Not Understanding Survivorship Clauses
This is probably the most common cause of accidental disinheritance – the usage of joint survivorship clauses.
Here is the most common scenario: Robert is married to Carole and they have two children, Mike and Mark. Their estate planning consisted of the “cheap and easy” option. They titled everything in joint tenancy. So, once one of them were to die, the other would immediately be passed title. After a long and successful marriage, Robert dies at the ripe old age of 75. Carole, after several years on her own, finally meets a great new guy, Theodore. Theodore is a wonderful man to Carole. The only problem is that Theodore’s daughter, Esmerelda, does not get along with Mark and Mike.

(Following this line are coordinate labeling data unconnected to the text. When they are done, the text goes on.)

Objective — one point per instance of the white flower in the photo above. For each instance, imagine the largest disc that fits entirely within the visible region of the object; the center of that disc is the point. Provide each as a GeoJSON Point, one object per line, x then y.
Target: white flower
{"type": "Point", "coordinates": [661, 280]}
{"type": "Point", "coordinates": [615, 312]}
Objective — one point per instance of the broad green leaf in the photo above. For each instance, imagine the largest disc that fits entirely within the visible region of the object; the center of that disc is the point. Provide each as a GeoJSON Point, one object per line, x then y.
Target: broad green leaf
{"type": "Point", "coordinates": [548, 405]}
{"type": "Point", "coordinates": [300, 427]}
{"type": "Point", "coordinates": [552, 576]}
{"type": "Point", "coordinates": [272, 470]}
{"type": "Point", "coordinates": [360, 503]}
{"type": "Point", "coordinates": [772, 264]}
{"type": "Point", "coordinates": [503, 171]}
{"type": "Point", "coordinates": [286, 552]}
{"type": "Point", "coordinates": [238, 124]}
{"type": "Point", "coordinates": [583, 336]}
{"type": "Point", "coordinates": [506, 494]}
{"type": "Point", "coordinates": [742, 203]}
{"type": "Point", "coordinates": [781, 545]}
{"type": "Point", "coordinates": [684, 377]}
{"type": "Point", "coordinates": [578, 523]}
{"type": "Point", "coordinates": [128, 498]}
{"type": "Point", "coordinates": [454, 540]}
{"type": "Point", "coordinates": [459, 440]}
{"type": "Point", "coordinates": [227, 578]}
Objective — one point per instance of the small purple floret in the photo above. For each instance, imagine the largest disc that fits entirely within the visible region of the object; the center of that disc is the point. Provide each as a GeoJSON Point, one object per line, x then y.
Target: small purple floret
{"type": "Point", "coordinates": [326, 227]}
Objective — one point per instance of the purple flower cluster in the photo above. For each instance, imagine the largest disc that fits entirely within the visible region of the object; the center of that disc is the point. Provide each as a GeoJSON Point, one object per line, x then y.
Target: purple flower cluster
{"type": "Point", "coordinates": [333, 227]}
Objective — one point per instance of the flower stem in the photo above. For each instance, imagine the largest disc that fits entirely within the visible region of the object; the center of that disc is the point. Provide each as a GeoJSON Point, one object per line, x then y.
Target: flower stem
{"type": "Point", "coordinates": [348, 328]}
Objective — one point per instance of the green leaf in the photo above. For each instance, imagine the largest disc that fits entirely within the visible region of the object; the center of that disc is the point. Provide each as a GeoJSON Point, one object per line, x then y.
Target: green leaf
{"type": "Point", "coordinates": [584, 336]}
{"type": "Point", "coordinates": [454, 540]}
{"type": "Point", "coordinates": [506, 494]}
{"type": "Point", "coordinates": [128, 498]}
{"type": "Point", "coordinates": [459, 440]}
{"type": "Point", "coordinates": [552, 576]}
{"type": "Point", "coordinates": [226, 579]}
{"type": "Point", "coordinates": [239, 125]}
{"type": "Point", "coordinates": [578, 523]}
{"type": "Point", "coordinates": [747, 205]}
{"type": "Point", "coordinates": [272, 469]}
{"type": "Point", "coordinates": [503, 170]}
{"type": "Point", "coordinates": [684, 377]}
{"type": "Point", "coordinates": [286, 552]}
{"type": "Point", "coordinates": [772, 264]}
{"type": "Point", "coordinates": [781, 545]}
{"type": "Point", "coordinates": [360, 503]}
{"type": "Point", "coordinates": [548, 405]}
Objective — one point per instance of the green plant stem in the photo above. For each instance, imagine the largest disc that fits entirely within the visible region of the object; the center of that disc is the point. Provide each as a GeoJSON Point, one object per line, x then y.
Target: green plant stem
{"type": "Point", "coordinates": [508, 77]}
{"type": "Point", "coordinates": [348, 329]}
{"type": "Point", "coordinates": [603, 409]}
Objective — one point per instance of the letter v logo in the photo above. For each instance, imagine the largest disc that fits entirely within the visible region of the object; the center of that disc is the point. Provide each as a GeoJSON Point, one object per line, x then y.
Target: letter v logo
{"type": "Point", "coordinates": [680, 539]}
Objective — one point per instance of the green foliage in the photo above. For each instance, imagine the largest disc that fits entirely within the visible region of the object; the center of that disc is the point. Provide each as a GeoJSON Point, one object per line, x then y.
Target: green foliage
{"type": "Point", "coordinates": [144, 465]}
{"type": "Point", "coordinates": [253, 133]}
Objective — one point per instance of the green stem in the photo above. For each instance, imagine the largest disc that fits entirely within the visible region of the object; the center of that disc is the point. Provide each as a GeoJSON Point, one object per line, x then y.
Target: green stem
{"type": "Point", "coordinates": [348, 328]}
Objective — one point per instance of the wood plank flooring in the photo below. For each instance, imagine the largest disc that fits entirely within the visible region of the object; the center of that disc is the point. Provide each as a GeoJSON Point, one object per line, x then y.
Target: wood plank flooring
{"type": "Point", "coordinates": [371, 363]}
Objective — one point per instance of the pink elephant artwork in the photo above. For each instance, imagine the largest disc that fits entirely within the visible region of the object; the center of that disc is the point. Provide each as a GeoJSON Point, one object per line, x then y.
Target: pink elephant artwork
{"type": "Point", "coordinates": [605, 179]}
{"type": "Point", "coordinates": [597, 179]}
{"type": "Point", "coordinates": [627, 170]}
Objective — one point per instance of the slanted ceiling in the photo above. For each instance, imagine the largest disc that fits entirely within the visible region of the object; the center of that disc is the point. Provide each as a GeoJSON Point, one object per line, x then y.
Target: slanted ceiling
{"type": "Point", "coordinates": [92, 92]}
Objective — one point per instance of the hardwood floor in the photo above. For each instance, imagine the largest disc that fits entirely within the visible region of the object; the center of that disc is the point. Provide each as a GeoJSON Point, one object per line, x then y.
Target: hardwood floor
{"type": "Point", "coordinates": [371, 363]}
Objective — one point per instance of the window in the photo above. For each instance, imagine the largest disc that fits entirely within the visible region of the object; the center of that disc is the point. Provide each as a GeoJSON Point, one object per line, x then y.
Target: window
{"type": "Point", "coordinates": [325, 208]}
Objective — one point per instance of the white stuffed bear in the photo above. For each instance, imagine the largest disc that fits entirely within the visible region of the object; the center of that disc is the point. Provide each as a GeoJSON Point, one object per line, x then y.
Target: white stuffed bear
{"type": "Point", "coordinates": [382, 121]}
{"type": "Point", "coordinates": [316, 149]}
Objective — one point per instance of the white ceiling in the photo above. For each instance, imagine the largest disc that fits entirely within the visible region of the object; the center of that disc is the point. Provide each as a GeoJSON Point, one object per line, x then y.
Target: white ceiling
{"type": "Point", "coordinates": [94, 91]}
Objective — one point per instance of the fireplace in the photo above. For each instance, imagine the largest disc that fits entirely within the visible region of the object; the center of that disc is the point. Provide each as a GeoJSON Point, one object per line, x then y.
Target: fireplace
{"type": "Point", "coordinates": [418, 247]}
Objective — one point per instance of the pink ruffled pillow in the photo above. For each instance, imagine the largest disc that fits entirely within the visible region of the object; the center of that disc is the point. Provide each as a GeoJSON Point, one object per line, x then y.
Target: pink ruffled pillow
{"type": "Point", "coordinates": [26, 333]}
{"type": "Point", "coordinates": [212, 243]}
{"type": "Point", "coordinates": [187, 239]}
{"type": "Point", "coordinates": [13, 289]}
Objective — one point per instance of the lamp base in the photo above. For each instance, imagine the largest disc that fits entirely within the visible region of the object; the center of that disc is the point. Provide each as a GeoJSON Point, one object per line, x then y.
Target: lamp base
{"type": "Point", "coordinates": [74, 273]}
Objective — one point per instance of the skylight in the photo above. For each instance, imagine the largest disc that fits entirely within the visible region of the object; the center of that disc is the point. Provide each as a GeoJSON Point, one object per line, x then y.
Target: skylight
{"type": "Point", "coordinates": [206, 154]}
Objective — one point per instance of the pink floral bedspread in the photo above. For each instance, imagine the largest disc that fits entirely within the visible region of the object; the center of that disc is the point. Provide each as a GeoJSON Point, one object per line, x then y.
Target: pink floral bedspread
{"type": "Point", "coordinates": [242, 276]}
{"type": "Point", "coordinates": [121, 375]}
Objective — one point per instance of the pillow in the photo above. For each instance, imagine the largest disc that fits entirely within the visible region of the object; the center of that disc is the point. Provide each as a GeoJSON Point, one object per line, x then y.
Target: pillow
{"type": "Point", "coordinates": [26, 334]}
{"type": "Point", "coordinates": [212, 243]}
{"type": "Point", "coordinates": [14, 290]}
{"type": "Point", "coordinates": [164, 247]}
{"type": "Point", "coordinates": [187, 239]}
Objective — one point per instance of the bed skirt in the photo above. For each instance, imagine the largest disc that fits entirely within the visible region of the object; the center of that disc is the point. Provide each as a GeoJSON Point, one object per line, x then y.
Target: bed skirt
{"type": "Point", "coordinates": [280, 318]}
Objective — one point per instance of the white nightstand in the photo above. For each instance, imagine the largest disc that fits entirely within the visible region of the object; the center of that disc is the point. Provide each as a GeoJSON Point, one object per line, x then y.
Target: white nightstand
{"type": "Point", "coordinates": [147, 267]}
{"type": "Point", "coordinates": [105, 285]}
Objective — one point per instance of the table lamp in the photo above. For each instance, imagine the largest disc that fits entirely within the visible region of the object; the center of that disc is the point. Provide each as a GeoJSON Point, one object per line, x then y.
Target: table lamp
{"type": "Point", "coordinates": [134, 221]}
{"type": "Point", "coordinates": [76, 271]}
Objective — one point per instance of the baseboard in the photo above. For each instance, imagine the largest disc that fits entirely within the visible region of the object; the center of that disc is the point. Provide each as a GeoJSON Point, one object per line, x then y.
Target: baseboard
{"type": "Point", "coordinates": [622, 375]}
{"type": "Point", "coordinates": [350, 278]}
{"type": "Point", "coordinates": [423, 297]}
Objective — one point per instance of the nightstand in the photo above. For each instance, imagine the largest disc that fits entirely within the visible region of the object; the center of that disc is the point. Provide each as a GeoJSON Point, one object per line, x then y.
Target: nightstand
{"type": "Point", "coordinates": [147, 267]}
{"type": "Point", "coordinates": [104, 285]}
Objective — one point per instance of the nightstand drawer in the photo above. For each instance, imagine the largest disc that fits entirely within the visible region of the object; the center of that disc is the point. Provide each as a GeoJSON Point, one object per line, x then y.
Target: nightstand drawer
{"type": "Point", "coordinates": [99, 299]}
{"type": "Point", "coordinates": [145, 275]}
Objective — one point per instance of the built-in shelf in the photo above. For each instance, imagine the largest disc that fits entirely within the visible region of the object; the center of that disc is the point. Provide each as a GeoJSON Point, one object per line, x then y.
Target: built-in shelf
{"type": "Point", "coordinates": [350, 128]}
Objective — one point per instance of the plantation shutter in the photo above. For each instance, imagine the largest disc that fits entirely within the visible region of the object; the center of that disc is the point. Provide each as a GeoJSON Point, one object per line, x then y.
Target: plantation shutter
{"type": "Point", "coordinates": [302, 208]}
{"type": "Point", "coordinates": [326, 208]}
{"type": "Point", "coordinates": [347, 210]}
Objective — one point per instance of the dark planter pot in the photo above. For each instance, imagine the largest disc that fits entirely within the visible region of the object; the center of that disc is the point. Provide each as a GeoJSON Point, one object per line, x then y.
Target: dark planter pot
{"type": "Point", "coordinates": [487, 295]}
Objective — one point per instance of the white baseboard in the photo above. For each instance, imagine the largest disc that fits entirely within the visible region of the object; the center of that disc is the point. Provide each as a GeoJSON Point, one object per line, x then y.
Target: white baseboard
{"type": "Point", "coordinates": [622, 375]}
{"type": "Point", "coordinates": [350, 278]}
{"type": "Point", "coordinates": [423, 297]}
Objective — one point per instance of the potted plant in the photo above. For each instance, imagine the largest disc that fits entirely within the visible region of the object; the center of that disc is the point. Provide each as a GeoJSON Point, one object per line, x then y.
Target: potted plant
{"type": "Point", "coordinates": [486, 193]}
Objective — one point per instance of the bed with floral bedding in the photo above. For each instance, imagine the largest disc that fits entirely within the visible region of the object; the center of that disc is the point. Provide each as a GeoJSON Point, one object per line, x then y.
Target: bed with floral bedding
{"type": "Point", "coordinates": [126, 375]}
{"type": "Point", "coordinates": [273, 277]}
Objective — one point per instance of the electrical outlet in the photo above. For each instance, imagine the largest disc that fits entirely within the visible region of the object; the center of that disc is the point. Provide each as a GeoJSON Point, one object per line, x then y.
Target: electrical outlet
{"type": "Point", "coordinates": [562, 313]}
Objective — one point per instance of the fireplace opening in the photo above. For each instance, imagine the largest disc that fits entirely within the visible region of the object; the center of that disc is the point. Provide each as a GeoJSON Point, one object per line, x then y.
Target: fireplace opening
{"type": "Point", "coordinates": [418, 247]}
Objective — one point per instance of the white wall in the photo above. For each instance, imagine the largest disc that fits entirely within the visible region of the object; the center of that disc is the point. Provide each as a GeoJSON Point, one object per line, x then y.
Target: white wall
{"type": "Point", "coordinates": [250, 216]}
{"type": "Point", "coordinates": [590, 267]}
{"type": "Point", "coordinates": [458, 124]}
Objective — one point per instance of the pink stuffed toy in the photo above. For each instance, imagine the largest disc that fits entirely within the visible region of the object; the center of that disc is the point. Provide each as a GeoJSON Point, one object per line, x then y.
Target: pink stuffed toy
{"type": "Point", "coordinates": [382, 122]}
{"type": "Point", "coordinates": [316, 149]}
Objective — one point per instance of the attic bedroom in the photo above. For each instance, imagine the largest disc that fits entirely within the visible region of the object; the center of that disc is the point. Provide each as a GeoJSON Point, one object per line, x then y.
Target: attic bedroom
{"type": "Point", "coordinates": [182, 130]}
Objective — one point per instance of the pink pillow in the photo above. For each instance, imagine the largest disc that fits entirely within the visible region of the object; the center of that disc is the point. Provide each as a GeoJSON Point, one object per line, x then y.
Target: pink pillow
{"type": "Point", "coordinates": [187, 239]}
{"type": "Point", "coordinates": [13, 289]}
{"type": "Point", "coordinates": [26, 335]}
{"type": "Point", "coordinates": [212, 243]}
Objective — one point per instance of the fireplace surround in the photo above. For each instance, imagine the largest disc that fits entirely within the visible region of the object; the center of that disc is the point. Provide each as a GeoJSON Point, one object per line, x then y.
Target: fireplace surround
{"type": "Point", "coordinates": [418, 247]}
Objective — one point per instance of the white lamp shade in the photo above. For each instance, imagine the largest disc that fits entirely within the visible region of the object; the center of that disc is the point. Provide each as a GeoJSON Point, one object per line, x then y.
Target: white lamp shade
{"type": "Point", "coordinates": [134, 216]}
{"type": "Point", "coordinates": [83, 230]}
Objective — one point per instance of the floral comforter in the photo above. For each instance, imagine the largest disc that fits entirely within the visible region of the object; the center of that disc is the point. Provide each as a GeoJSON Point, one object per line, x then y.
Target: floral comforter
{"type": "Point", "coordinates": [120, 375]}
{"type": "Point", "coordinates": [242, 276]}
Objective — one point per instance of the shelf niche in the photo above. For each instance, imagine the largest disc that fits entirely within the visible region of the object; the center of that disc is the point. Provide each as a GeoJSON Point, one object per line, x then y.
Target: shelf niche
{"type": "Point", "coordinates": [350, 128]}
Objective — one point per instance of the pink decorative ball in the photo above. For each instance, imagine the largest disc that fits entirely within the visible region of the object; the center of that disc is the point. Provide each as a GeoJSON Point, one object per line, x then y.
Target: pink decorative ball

Carole dies ten years later. After her funeral, Mark and Mike discover that she and Theodore had titled everything in joint tenancy, the same and Robert and Carole had. Carole’s will did leave everything to Mark and Mike, but the only property that passes under the will are a couple of personal items, like pictures. Theodore does want to make things “right,” but dies before he can transfer title to Mark and Mike.
Esmerelda is the sole heir under Theodore’s will. She takes all of the assets, including the family home that Mark and Mike grew up in and sells them off. She doesn’t give Mark and Mike any money.
Mark and Mike go to a local attorney to discuss the inheritance laws. He informs them that, unfortunately, Esmerelda is the rightful owner of the property. Mark and Mike are devastated as they were promised the home and their Dad’s coin collection.